Reports like PISA 2012 are the result of an education philosophy based on an industrial model. The industrial model was (and still is in many respects) a commercially-driven enterprise based on output. Although the model is commercially successful, it operates on production output—like building Model T Fords and washing machines, or making chicken nuggets. Thus, when the industrial model is applied to the education system, we develop a benchmark of the product (a “gold standard”) and measure the results against this standard, then we write a report stating who produces output above or below the standard, or who performs best and worst in terms of the group. The subtitle of the PISA report: What 15-year-olds know and what they can do with what they know (OECD-PISA 2012), is its Achilles heel. It implies that by asking questions solely with regard to three disciplines—mathematics, reading, and science—it is possible to predict outcomes based on what these 15-year-old students know. There are no questions about an individual student’s approach to life, support systems and sense of self and safety, or their happiness and social interactions—or, indeed, the absence of any of these variables. In this report, rating responses are measures as to whether a country, or economy, performs well or badly in terms of its education, and the students’ personal qualities are ignored. The suggested solution—to enhance outcomes with more money—is an even greater cause for concern.
Neuroscience, the social brain and education.

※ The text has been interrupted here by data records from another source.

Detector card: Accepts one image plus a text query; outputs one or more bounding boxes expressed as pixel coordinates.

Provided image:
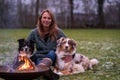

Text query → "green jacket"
[27,28,66,57]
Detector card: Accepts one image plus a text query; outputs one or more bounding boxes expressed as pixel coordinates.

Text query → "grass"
[0,29,120,80]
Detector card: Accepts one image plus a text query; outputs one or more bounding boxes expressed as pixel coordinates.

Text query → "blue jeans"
[36,50,56,65]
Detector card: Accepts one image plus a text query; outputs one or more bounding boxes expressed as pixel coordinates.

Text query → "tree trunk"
[35,0,39,24]
[97,0,105,28]
[69,0,74,28]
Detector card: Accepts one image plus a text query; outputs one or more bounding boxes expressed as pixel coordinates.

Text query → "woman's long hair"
[37,9,58,41]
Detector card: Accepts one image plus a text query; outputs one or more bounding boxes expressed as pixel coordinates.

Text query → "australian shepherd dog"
[54,37,98,75]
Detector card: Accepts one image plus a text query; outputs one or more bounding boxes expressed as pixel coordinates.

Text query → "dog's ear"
[69,39,77,48]
[57,37,65,46]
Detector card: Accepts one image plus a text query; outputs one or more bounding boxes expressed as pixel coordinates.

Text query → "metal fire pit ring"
[0,66,49,80]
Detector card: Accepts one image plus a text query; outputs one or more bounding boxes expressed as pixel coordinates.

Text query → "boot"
[38,58,59,80]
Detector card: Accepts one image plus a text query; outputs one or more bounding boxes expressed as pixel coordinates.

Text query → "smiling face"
[57,38,76,54]
[41,12,52,30]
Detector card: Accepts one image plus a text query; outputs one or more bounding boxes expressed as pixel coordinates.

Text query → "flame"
[18,52,34,70]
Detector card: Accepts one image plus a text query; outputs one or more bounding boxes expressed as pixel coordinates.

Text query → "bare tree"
[97,0,105,28]
[69,0,74,28]
[35,0,39,24]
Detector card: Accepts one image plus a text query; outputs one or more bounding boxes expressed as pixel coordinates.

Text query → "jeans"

The brain is much more than an organ pre-scripted by its genetic code. The spectacular failures of evil doctrines like Hitler’s “Uberrasse” (Aryan race), or the generic “care” approach to rearing orphans in Romania after World War II, demonstrated beyond doubt that the brain needs more than just a genetic pool. Neuroscientists like Eric Kandel (cf., Kandel, 1998, 2005, 2006; Kandel, Schwartz & Jessell, 2013); Rizolatti (Rizolatti & Craighero 2004), Joseph LeDoux (LeDoux, 2005), Marco Iacoboni (Iacoboni, 2008), and many others have clearly demonstrated the role of the environment in shaping and moulding the brain. This process does not stop at any given point—the brain continues to grow and change as a result of daily interactions with its environment. These daily interactions form the basis of what drives a human being to learn, integrate, explore, and thrive. Trauma, fear, and risk of survival change these motivations—they do not stop development, but they do change it (Rossouw, 2013). This crucial point is often missed—that compromised environments (as opposed to enriched environments) alter the course of neural development and trigger changes in memory systems. This does not indicate the absence of memory systems but it does indicate a different direction for them. When performance is measured, therefore, the results may seem comparable but the sources—what drive the system—could be vastly different, especially in terms of long-term outcomes.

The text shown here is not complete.